On pages 223-224, Thompson discusses Jeremiah 4:23-26, which describes Jerusalem during the exile using language from Genesis 1:

"In these powerful, terrible verses, the poet portrays exilic Jerusalem---this land of an ignorant people who do not know God---as an empty earth: as the world before creation...So too Jerusalem of the exile has returned in Jeremiah's vision of the desert's formlessness before God's creative and life-giving breath moved over the surface of the waters. Jerusalem is without God. It had no light; the mountains were no longer firmly held on their pillars; there was no humanity; no birds of the air. Instead of Genesis 1's divine spirit moving with its creative force, God's fierce anger governs Jeremiah's poem. It is in the face of such a wilderness Jerusalem that the poet in chapter 5 desperately searches Jerusalem's streets for a just man, that God might pardon the city."

In my reading of Thompson's book so far, I've been confused by his view on biblical historiography. Does he believe that the biblical authors thought that they were narrating events that occurred in the past? At some points, he seems to assume that the biblical stories are metaphors for a pious life. The wilderness is about the journey through life, and, in one of the quotes above, Thompson says that the exile is a metaphor for the "dark night of the soul." Thompson portrays some of the biblical authors as philosophers and theologians---who were making general points about the pious life. At other points, however, Thompson does relate the stories to a historical context, usually a Hellenistic one, as when he interprets Ahab to be a metaphor for Antiochus IV. But I do not know if Thompson thinks that the biblical authors in such cases expected their audience to take their stories as historical, conveying the message that there were similar events in Israel's past that could instruct the Jews in their current situation, or rather that the biblical writers assumed that their audience would catch on to the metaphor.

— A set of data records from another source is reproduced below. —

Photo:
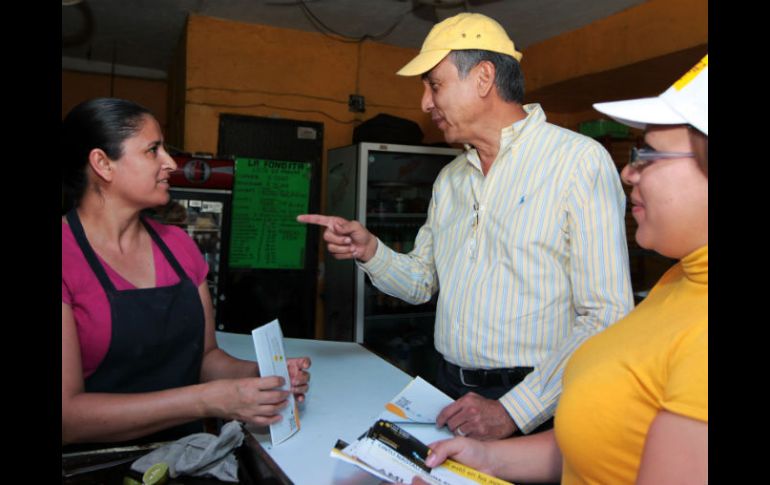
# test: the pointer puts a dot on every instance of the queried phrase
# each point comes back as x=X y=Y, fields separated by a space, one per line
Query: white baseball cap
x=685 y=102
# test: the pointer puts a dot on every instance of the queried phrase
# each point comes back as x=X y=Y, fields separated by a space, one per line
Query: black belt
x=488 y=377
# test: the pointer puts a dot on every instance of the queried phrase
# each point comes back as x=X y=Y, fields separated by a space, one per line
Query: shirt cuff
x=525 y=408
x=379 y=263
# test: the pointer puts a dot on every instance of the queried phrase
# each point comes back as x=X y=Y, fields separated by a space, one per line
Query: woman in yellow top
x=635 y=402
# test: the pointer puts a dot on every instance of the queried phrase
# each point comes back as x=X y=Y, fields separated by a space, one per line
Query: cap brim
x=638 y=113
x=424 y=62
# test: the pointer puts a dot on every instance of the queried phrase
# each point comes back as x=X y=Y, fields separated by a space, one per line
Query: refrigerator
x=201 y=204
x=386 y=187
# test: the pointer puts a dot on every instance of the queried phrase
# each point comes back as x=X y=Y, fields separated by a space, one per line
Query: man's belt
x=489 y=377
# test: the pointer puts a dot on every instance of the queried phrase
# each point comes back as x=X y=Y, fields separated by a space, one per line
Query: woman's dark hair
x=103 y=123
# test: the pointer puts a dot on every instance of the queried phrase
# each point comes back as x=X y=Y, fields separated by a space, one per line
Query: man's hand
x=477 y=417
x=300 y=378
x=344 y=239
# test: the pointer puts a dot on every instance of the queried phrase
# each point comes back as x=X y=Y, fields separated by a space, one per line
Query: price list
x=267 y=197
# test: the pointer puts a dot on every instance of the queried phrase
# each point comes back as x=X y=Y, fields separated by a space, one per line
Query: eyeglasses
x=642 y=157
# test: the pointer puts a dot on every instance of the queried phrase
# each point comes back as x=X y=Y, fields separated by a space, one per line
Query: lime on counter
x=156 y=474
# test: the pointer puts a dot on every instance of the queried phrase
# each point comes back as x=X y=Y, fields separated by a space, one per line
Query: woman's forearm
x=530 y=458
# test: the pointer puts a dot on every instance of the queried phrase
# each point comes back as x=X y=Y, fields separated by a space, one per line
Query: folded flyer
x=268 y=343
x=391 y=454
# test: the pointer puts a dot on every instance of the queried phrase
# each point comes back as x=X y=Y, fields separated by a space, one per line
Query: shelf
x=396 y=215
x=390 y=316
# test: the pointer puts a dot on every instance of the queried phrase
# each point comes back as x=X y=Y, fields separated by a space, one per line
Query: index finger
x=301 y=362
x=447 y=413
x=317 y=219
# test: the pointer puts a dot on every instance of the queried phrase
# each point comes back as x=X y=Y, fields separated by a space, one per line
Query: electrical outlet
x=356 y=103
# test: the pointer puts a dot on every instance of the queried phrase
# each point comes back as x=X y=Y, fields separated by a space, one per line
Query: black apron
x=157 y=335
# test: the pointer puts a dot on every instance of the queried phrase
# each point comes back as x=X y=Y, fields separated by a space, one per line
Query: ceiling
x=138 y=37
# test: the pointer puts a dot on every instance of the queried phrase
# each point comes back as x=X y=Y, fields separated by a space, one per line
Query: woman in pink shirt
x=139 y=354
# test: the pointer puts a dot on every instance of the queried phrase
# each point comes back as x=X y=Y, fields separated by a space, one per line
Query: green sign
x=267 y=197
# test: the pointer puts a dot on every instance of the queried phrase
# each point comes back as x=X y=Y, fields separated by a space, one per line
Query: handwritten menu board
x=267 y=197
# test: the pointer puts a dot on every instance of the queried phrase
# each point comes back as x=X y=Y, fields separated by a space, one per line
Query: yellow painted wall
x=259 y=70
x=647 y=31
x=78 y=87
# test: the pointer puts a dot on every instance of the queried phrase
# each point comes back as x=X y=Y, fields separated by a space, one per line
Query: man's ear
x=101 y=164
x=485 y=78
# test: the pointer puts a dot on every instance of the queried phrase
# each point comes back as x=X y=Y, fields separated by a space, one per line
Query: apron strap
x=80 y=236
x=166 y=251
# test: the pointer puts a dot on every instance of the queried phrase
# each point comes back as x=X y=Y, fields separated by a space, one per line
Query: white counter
x=349 y=387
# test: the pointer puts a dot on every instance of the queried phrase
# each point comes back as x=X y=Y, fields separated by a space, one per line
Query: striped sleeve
x=599 y=277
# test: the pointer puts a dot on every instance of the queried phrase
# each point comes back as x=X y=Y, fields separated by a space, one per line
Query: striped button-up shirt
x=529 y=260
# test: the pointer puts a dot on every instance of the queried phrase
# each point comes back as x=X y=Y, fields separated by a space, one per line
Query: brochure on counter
x=268 y=343
x=419 y=402
x=391 y=454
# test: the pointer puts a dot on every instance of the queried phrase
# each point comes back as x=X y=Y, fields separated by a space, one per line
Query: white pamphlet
x=268 y=343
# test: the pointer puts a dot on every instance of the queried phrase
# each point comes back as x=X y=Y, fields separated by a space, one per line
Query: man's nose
x=427 y=100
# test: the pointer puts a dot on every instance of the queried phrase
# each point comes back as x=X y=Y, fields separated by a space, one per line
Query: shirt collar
x=509 y=134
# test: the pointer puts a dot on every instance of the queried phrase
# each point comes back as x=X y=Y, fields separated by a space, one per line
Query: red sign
x=198 y=172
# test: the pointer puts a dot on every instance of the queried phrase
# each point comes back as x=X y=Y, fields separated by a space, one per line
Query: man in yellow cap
x=524 y=241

Moreover, Thompson holds that there really was a deportation of Israelites. In the quotes above, Thompson indicates that biblical writers were seeking to promote an event within history, namely, the rebirth of Israel, and so there is an attempt by biblical authors to impact their historical contexts, meaning that they weren't entirely moving within the realm of spiritual allegory. And yet, Thompson's quotes above are about how biblical authors can use spiritual allegory to comment on Israel's situation in space and time: Israel is in a spiritual desert and needs a new beginning, initiated by the creative power of God.

And then there are times when Thompson says that the biblical writers created a past for Israel, and that they wrote etiologies, stories that purport to describe the origins of certain things.

But if they were composing etiologies saying how certain things originated, does not that imply that they believed that those things originated in the manner that they narrate? Probably the closest that Thompson comes to addressing this question (in my reading of the book so far, that is) is on page 44. In Joshua 10, God rains down hailstones on Israel's enemies. Joshua captures some kings, executes them, puts them in a cave, and orders Israelites to lay five large stones at the cave's entrance. Thompson says that these are from the hailstones that God rained on Israel's enemies (but I don't see that in the text). And Joshua 10 says that the stones are at that cave "unto this day." Thompson states:

"The memorial set up at the cave, five of Yahweh's stones, is an obvious argument for the story's historicity. Such an argument is a common folktale motif, quite like the closure of Hans Christian Andersen's story of 'the princess and the pea' with its historicizing details that the pea is still in the museum...'that is, if someone hasn't stolen it'."

But Thompson then says that the author of Joshua 10 is subverting his own story: there really is no monument of hailstones unto this day, for hailstones melt! So is Thompson saying that the author expects his audience to pick up on that point and to conclude that the story really is not historical?